Your premiums increase based on the add-ons you choose.
If you are purchasing group health insurance for the first time for your organization, then you need not worry about this. However, if you are not new to purchasing a group health insurance plan for your team, then your insurer may look at the claim history you had in the past to decide your premium.
In case, you have a higher number of claims raised in the previous financial year, then it may lead to slightly higher premiums for the next financial year.
According to the insurer, as the age increases, the medical risks associated with the employees go up.
So your insurance company raises the premium to compensate for the risks.
According to this, a company with a younger workforce where the average age of employees is between 20 to 30 may pay lesser premiums than the ones with an average age of 45.
The loss ratio in insurance refers to the ratio of the amount of money an insurance company pays out in claims to the amount of money it receives in premiums.
The formula for the Loss Ratio is:
Loss Ratio = (Total Claims Paid /Total Premiums Earned) × 100
For example, if an insurance company pays out 40,000 in claims for every 50,000 it collects in premiums, the loss ratio would be 80%. A higher loss ratio indicates that a larger portion of the premiums is being used to cover claims, which can impact the profitability of the insurance company.
If the insurance company finds that the loss ratio has consistently surpassed 100%, indicating that the amount paid out in claims has exceeded the premiums earned from you, the insurer may choose to raise the premium rates
Employers pay a set premium for a specific number of employees and their covered lives.
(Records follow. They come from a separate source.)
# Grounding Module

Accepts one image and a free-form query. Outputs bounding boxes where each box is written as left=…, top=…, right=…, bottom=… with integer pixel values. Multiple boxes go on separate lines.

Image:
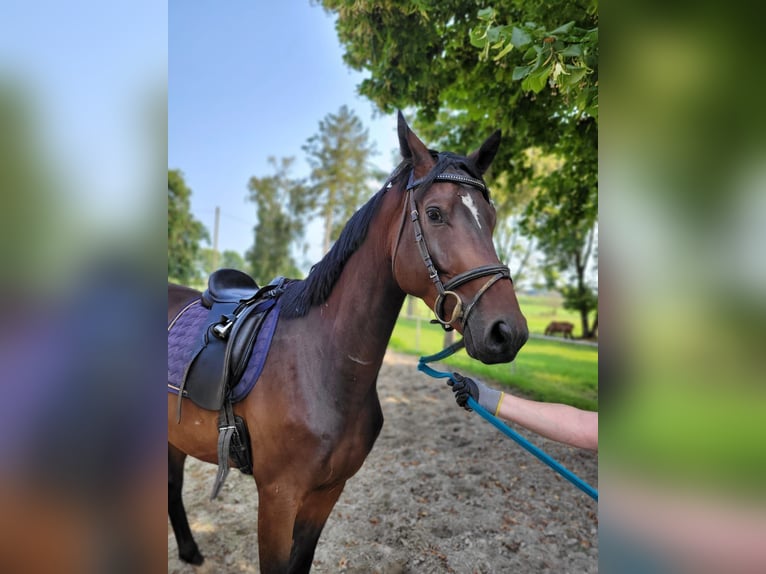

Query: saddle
left=177, top=269, right=287, bottom=499
left=178, top=269, right=286, bottom=420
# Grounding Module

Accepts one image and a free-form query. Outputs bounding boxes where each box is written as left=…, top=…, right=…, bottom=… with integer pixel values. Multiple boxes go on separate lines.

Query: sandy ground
left=168, top=353, right=598, bottom=574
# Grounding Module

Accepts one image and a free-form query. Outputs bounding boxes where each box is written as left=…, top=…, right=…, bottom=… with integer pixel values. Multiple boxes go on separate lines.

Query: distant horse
left=168, top=113, right=528, bottom=574
left=545, top=321, right=574, bottom=339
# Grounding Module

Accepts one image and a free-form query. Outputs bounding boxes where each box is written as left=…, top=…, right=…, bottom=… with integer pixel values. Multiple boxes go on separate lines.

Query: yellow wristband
left=495, top=393, right=505, bottom=416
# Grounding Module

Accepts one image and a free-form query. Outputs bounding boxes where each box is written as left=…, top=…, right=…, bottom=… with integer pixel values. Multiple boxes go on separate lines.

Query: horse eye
left=426, top=207, right=442, bottom=223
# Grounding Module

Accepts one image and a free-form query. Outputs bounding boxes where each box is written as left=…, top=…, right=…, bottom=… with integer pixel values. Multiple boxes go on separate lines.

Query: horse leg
left=258, top=484, right=303, bottom=574
left=168, top=444, right=204, bottom=564
left=289, top=482, right=345, bottom=574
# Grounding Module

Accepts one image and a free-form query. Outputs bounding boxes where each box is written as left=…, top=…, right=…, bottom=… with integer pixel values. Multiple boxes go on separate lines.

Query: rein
left=391, top=171, right=511, bottom=331
left=418, top=339, right=598, bottom=502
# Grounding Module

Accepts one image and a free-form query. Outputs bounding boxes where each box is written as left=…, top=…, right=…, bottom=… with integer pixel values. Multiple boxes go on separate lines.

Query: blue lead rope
left=418, top=341, right=598, bottom=502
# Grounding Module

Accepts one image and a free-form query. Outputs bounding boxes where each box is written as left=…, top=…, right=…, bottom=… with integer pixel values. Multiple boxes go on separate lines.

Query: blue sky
left=168, top=0, right=397, bottom=270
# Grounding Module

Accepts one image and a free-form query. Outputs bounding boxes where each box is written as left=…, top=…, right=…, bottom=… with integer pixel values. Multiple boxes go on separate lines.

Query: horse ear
left=468, top=130, right=502, bottom=175
left=397, top=110, right=433, bottom=169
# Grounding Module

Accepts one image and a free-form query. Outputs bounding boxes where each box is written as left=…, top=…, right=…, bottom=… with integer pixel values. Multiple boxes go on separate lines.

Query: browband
left=407, top=170, right=487, bottom=195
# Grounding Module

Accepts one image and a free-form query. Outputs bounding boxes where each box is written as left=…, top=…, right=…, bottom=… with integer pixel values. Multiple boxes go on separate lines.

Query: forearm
left=498, top=393, right=598, bottom=450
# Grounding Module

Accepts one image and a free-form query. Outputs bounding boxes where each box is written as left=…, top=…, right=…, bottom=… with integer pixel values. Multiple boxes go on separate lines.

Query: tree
left=168, top=169, right=210, bottom=283
left=321, top=0, right=598, bottom=333
left=523, top=130, right=598, bottom=338
left=245, top=157, right=312, bottom=284
left=302, top=106, right=385, bottom=253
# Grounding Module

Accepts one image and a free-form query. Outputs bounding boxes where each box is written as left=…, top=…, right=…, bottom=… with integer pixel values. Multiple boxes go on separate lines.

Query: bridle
left=391, top=166, right=511, bottom=331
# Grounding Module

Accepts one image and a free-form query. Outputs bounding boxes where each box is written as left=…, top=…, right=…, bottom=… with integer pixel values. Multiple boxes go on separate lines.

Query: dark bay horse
left=168, top=113, right=528, bottom=574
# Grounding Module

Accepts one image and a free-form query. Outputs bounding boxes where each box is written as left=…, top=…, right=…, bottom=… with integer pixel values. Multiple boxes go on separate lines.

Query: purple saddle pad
left=168, top=298, right=280, bottom=403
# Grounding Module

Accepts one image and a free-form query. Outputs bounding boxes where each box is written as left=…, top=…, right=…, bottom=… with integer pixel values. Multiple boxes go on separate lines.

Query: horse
left=168, top=112, right=529, bottom=574
left=545, top=321, right=574, bottom=339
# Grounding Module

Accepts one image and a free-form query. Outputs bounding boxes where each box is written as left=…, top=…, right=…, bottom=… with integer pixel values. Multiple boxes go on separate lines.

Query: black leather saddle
left=178, top=269, right=286, bottom=420
left=202, top=269, right=259, bottom=309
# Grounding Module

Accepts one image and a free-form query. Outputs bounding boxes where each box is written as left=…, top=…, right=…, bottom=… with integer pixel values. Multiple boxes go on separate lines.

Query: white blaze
left=460, top=194, right=481, bottom=229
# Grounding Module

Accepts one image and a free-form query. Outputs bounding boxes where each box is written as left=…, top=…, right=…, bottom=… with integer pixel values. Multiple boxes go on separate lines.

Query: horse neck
left=320, top=190, right=405, bottom=380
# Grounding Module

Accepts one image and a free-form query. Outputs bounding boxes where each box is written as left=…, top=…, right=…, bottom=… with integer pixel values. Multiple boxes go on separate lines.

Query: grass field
left=389, top=312, right=598, bottom=410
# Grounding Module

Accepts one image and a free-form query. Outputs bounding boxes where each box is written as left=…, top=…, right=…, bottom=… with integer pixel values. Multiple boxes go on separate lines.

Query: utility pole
left=211, top=205, right=221, bottom=272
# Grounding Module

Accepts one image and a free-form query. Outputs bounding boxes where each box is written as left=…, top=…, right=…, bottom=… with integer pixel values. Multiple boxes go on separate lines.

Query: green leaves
left=469, top=8, right=598, bottom=120
left=521, top=66, right=551, bottom=94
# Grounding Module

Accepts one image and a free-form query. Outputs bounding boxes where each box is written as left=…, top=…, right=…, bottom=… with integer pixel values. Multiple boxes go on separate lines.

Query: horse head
left=392, top=112, right=529, bottom=363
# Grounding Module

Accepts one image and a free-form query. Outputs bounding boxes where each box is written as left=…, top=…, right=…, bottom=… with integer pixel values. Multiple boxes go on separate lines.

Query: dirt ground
left=168, top=352, right=598, bottom=574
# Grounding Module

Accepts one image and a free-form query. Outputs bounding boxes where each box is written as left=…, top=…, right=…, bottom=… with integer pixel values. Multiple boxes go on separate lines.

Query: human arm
left=448, top=373, right=598, bottom=450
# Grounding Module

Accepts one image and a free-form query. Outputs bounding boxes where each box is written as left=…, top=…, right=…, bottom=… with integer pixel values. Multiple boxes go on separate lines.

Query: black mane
left=281, top=161, right=412, bottom=319
left=281, top=151, right=482, bottom=319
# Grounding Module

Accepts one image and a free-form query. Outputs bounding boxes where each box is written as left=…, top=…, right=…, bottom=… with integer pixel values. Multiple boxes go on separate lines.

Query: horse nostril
left=489, top=321, right=529, bottom=351
left=489, top=321, right=513, bottom=345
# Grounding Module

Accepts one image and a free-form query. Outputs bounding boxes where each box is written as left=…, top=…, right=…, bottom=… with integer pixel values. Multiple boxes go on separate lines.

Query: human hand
left=447, top=373, right=479, bottom=411
left=447, top=373, right=503, bottom=415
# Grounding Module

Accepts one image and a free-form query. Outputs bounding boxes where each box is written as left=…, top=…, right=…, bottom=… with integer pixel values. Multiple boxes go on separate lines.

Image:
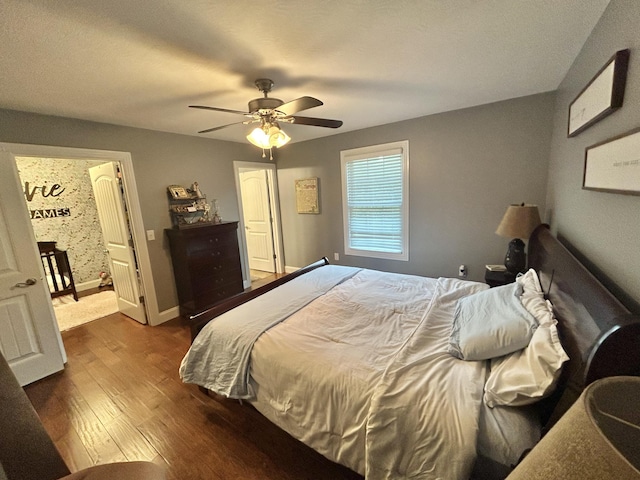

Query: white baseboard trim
left=76, top=279, right=100, bottom=292
left=153, top=306, right=180, bottom=326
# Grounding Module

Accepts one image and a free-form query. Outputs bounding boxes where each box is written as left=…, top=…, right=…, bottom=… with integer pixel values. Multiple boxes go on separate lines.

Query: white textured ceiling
left=0, top=0, right=609, bottom=142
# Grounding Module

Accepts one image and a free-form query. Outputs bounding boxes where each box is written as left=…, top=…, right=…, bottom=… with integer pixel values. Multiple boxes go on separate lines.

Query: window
left=340, top=140, right=409, bottom=261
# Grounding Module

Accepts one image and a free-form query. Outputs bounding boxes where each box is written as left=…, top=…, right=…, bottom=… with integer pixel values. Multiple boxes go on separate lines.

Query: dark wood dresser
left=165, top=222, right=243, bottom=317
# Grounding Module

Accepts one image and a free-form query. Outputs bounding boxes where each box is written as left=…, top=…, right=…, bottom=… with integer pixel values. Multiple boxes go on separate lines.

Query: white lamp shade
left=247, top=125, right=291, bottom=149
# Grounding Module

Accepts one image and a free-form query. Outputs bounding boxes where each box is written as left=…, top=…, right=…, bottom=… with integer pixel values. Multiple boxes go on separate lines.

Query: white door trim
left=233, top=161, right=284, bottom=288
left=0, top=143, right=164, bottom=325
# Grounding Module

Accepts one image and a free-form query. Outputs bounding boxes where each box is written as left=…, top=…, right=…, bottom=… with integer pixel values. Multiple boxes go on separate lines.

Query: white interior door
left=0, top=151, right=66, bottom=385
left=89, top=162, right=147, bottom=323
left=240, top=170, right=276, bottom=272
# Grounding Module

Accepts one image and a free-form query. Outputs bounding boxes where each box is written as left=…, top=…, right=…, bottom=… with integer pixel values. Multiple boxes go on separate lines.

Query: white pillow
left=484, top=280, right=569, bottom=407
left=449, top=283, right=538, bottom=360
left=516, top=268, right=548, bottom=324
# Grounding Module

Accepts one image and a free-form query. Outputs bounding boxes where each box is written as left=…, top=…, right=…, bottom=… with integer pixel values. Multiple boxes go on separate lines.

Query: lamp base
left=504, top=238, right=527, bottom=274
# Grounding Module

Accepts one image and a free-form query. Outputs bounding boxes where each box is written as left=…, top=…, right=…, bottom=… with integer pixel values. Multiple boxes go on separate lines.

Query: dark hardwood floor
left=25, top=313, right=362, bottom=480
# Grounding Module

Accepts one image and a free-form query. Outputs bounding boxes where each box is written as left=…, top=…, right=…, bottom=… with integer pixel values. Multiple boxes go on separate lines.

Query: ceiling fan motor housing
left=249, top=97, right=284, bottom=113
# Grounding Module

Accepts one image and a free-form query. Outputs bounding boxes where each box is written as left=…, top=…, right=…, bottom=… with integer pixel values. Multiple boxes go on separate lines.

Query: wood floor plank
left=25, top=314, right=362, bottom=480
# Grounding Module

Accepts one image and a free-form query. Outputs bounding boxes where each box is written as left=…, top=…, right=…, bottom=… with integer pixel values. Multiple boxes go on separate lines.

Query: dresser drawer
left=166, top=222, right=243, bottom=315
left=187, top=231, right=237, bottom=255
However, any increase or decrease in the number of employees directly affects the premium amount. As your organization's workforce grows, the annual renewal premium also increases, reflecting the expanded coverage for additional employees.
For example, a company named XYZ has a group health insurance plan for its employees with a fixed premium of 1000 per employee per month, covering both the employee and their dependents. The company has 100 employees, so the total monthly premium would be:
1000 (premium per employee) x 100 (number of employees) = 1,00,000 per month.
Now, if the company hires an additional 20 employees, the new total number of employees covered would be 120. The revised monthly premium would be:
1000 (premium per employee) x 120 (new number of employees) = 1,20,000 per month.
Conversely, if the number of lives decreases, the premium would decrease accordingly.
IBNR, or "Incurred But Not Reported," refers to the estimated value of claims that have occurred but haven't been officially reported to the insurance company. It's essential for insurers to set aside funds to cover these claims, especially when reporting may be delayed. This helps ensure financial stability and the ability to meet future claim obligations.
Example: A few employees from Company ABC had experienced medical issues during the policy period, but they hadn't submitted their insurance claims yet. The Incurred But Not Reported (IBNR) amount was estimated to be 4-6% of the annual premium, which stood at 600,000. Upon renewal, this IBNR was factored in, resulting in a revised premium of 624,000.
If a company opts to modify certain health insurance benefits for its employees, this will inevitably affect the premium paid to the insurance company. These changes may involve adding new benefits like maternity or pet insurance, or introducing caps on certain ailments, etc. Such adjustments lead to alterations in policy terms and conditions, encompassing changes in coverage and capping.
Example: A company XYZ sought to enhance maternity benefits coverage for all employees. Originally they were paying 10,00,000 annual premium for coverage and decided to add 50,000 for maternity benefits. This resulted in a revised annual premium of 12,00,000 to the insurance company.